History

United States
- Name: USS Cotinga
- Builder: Gibbs Gas Engine Co.
- Launched: 25 March 1941
- Commissioned: 14 June 1941
- Decommissioned: 13 December 1945
- Stricken: 21 August 1947
- Fate: Transferred to the Maritime Administration for disposal, 21 August 1947

General characteristics
- Class & type: Accentor-class minesweeper
- Displacement: 200 long tons (203 t)
- Length: 97 ft 1 in (29.59 m)
- Beam: 21 ft 8 in (6.60 m)
- Draft: 11 ft (3.4 m)
- Speed: 10 knots (19 km/h; 12 mph)

= USS Cotinga (AMc-43) =

Minesweeper of the United States Navy

USS Cotinga (AMc-43), a U.S. Navy coastal minesweeper built for the U.S. Navy for service in World War II, was named after the cotinga, a passerine bird of South America and Central America.
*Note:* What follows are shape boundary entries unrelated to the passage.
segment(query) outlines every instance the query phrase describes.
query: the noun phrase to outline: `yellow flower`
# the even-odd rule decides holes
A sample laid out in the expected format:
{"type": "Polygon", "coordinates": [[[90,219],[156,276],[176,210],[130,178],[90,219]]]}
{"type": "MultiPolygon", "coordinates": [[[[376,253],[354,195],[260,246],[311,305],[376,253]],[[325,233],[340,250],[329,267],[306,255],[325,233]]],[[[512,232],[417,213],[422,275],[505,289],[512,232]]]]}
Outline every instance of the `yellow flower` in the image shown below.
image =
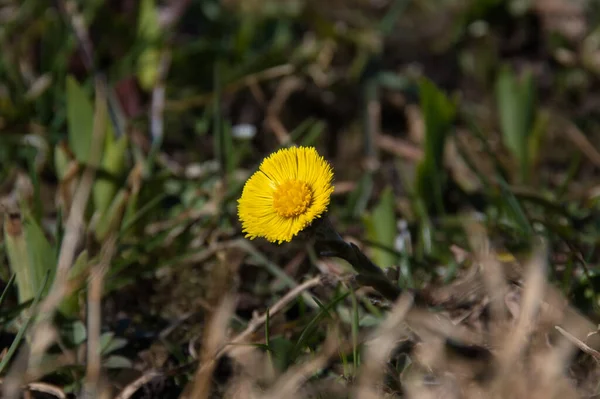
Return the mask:
{"type": "Polygon", "coordinates": [[[238,200],[246,237],[291,241],[327,210],[331,165],[313,147],[281,149],[261,163],[238,200]]]}

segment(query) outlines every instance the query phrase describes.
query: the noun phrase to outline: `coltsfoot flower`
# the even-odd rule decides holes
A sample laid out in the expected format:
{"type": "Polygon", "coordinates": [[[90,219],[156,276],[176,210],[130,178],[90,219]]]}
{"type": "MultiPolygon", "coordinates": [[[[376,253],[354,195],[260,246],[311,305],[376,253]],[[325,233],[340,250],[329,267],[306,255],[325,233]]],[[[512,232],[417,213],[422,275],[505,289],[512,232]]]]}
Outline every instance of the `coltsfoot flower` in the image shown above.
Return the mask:
{"type": "Polygon", "coordinates": [[[327,210],[331,165],[313,147],[281,149],[263,160],[244,185],[238,216],[246,237],[291,241],[327,210]]]}

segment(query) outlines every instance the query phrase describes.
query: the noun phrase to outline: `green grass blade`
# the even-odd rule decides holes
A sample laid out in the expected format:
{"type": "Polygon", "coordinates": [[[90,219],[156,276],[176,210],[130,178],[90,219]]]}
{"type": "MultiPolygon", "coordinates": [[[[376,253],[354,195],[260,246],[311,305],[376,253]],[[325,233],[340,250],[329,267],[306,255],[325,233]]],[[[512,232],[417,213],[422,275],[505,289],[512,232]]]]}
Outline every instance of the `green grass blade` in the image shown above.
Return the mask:
{"type": "MultiPolygon", "coordinates": [[[[49,275],[50,275],[49,272],[46,273],[46,277],[44,278],[43,284],[42,284],[40,290],[38,291],[37,295],[35,296],[30,309],[35,310],[35,307],[37,306],[38,302],[40,301],[40,298],[42,297],[43,292],[46,290],[46,285],[48,283],[49,275]]],[[[27,331],[27,328],[29,327],[29,324],[31,324],[31,320],[34,318],[34,316],[35,316],[34,314],[30,314],[27,317],[27,319],[25,320],[25,322],[23,323],[23,325],[21,326],[21,328],[19,328],[19,331],[17,332],[17,336],[15,337],[15,340],[12,342],[12,344],[8,348],[8,351],[6,352],[6,355],[4,355],[4,357],[2,358],[2,361],[0,361],[0,374],[2,374],[2,372],[6,368],[6,366],[12,359],[12,357],[14,356],[17,348],[21,344],[21,340],[23,339],[23,336],[25,335],[25,331],[27,331]]]]}

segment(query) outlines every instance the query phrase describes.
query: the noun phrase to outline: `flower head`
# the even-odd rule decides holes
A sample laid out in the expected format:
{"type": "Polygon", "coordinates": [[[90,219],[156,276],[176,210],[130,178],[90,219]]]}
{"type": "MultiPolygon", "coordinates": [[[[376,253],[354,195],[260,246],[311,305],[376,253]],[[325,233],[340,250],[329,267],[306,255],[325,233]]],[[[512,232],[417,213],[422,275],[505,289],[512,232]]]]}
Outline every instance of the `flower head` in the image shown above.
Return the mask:
{"type": "Polygon", "coordinates": [[[261,163],[238,200],[246,237],[291,241],[327,210],[331,165],[313,147],[281,149],[261,163]]]}

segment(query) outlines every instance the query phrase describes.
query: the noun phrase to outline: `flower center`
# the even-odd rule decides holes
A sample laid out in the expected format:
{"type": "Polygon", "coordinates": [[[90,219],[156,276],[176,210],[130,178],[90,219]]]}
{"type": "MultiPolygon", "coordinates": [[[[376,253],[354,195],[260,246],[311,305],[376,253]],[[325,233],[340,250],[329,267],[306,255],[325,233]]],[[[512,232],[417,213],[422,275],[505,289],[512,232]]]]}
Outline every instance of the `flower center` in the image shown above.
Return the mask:
{"type": "Polygon", "coordinates": [[[291,218],[306,212],[312,201],[310,186],[298,180],[287,180],[273,193],[273,208],[279,216],[291,218]]]}

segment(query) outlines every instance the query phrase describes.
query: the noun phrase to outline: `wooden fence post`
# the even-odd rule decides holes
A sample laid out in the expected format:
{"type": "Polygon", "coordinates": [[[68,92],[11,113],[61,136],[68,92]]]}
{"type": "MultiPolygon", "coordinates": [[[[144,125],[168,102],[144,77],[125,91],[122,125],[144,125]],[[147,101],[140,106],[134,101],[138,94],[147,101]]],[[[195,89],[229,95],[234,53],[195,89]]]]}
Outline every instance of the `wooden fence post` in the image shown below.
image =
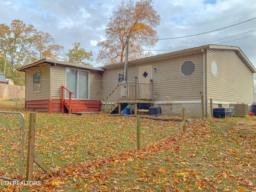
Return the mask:
{"type": "Polygon", "coordinates": [[[184,125],[183,126],[183,132],[186,133],[186,131],[187,125],[186,124],[186,108],[182,108],[182,121],[184,122],[184,125]]]}
{"type": "Polygon", "coordinates": [[[141,120],[137,119],[137,148],[141,149],[141,120]]]}
{"type": "Polygon", "coordinates": [[[213,117],[213,102],[212,102],[212,99],[210,99],[210,109],[211,110],[211,116],[213,117]]]}
{"type": "Polygon", "coordinates": [[[32,181],[33,180],[33,168],[34,158],[35,130],[36,129],[36,113],[30,113],[29,117],[29,133],[28,145],[28,161],[26,180],[32,181]]]}
{"type": "Polygon", "coordinates": [[[202,111],[203,113],[203,117],[204,117],[204,96],[201,96],[201,105],[202,106],[202,111]]]}

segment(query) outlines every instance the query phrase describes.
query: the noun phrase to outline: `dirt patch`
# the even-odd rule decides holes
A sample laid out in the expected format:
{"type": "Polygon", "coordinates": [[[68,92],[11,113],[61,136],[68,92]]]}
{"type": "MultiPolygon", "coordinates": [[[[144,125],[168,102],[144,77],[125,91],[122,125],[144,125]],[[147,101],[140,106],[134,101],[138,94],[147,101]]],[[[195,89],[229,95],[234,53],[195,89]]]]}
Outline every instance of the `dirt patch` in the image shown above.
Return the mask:
{"type": "Polygon", "coordinates": [[[234,126],[236,129],[256,131],[256,121],[239,121],[236,122],[234,126]]]}

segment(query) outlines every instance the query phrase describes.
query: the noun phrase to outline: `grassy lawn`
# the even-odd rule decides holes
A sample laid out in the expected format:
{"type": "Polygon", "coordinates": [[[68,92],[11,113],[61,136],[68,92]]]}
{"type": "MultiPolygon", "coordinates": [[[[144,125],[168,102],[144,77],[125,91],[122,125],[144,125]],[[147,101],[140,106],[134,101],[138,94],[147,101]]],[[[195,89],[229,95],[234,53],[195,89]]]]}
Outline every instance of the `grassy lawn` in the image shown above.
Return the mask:
{"type": "MultiPolygon", "coordinates": [[[[2,101],[0,111],[22,112],[27,130],[30,112],[19,105],[2,101]]],[[[136,118],[36,113],[35,154],[53,176],[35,165],[40,185],[1,191],[256,191],[254,116],[190,118],[178,136],[180,122],[142,118],[138,150],[136,118]]],[[[20,120],[0,115],[0,175],[15,178],[20,120]]]]}

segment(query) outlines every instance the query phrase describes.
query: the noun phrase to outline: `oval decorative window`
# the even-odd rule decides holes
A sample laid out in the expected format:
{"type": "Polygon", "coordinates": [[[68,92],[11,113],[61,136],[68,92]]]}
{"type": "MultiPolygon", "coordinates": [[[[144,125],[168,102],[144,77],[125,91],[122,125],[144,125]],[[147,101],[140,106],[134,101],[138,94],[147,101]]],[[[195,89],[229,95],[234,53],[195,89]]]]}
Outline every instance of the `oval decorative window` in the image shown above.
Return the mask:
{"type": "Polygon", "coordinates": [[[212,61],[211,68],[212,75],[214,77],[216,76],[217,75],[218,75],[218,65],[217,65],[216,61],[212,61]]]}

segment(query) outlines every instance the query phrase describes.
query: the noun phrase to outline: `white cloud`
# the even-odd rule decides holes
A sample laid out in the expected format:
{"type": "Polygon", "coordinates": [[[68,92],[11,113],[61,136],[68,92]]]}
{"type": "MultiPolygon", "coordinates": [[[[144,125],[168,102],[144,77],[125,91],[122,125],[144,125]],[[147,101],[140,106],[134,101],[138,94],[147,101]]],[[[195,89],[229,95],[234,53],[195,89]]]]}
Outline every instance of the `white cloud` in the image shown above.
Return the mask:
{"type": "Polygon", "coordinates": [[[90,42],[91,43],[91,45],[92,46],[96,46],[98,43],[98,42],[96,40],[91,40],[90,42]]]}
{"type": "MultiPolygon", "coordinates": [[[[256,17],[255,0],[153,0],[154,7],[161,17],[160,25],[156,28],[161,38],[200,33],[256,17]]],[[[55,43],[64,46],[65,52],[72,48],[74,42],[80,42],[82,48],[92,50],[96,59],[100,48],[96,45],[106,40],[105,29],[108,17],[121,1],[22,0],[22,3],[18,0],[0,1],[0,23],[10,25],[13,20],[22,20],[38,30],[50,33],[55,43]]],[[[256,26],[256,19],[214,32],[159,40],[153,49],[163,51],[152,52],[160,54],[207,42],[218,44],[235,40],[256,33],[252,32],[226,40],[216,41],[255,29],[256,26]]],[[[256,35],[222,44],[240,47],[256,65],[256,35]]]]}

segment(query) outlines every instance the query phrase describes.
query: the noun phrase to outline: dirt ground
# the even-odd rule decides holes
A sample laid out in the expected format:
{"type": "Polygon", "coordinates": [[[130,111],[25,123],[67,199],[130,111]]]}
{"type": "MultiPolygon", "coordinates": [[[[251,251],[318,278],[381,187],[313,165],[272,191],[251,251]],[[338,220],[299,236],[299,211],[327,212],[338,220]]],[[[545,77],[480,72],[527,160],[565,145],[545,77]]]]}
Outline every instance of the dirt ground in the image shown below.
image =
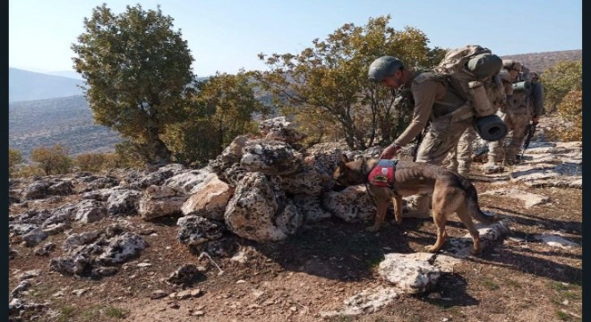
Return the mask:
{"type": "MultiPolygon", "coordinates": [[[[490,178],[477,169],[473,174],[479,192],[503,187],[492,186],[490,178]]],[[[431,220],[405,218],[401,226],[387,224],[375,233],[366,233],[363,224],[332,218],[305,225],[296,235],[277,243],[228,236],[244,253],[244,262],[192,254],[177,240],[178,216],[153,222],[138,216],[88,225],[74,222],[71,233],[129,221],[149,247],[121,265],[115,275],[92,280],[50,271],[49,260],[61,256],[65,233],[44,242],[57,245],[48,257],[33,254],[34,248],[12,237],[11,247],[18,255],[9,261],[9,291],[18,284],[20,274],[40,271],[21,298],[47,305],[27,311],[22,321],[581,321],[582,247],[552,248],[534,236],[561,232],[581,245],[582,191],[521,189],[551,200],[526,208],[516,199],[481,196],[484,210],[511,218],[511,233],[488,245],[480,257],[457,264],[452,274],[441,275],[434,289],[402,295],[367,315],[321,318],[321,312],[339,309],[343,301],[363,290],[387,285],[377,273],[384,254],[424,251],[435,241],[431,220]],[[205,268],[185,287],[198,289],[197,295],[184,300],[150,299],[157,290],[167,294],[182,291],[166,280],[186,263],[205,268]]],[[[18,204],[11,207],[11,214],[26,210],[18,204]]],[[[450,237],[466,233],[458,219],[451,218],[450,237]]],[[[441,253],[445,250],[444,246],[441,253]]]]}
Cotinga was launched 25 March 1941 by Gibbs Gas Engine Co., Jacksonville, Florida, and commissioned 14 June 1941 at Norfolk, Virginia.

== World War II East Coast operations ==

From 7 July to 26 August 1941 Cotinga conducted minesweeping exercises in the vicinity of Solomons Island, Maryland. Sailing for Argentia, Newfoundland, she was diverted into Casco Bay, Maine, where she conducted minesweeping operations through 7 December 1941. Assigned first to the Inshore Patrol, 1st Naval District, then to Service Squadron 5, Atlantic Fleet, she continued minesweeping operations and patrol duty in the bay until mid-1944. On 14 June 1944 she sailed to Cuban waters and was based at Guantanamo Bay for a year, where her services included target tow, drills and exercises, target for air groups, and escort for submarines.

On 12 June 1945 she was attached to the 6th Naval District and thereafter engaged infrequently in sweeping operations between Charleston, South Carolina, and Jacksonville, Florida.

== Decommissioning ==

Cotinga was decommissioned at Charleston on 13 December 1945 and transferred to the Maritime Administration for disposal on 21 August 1947.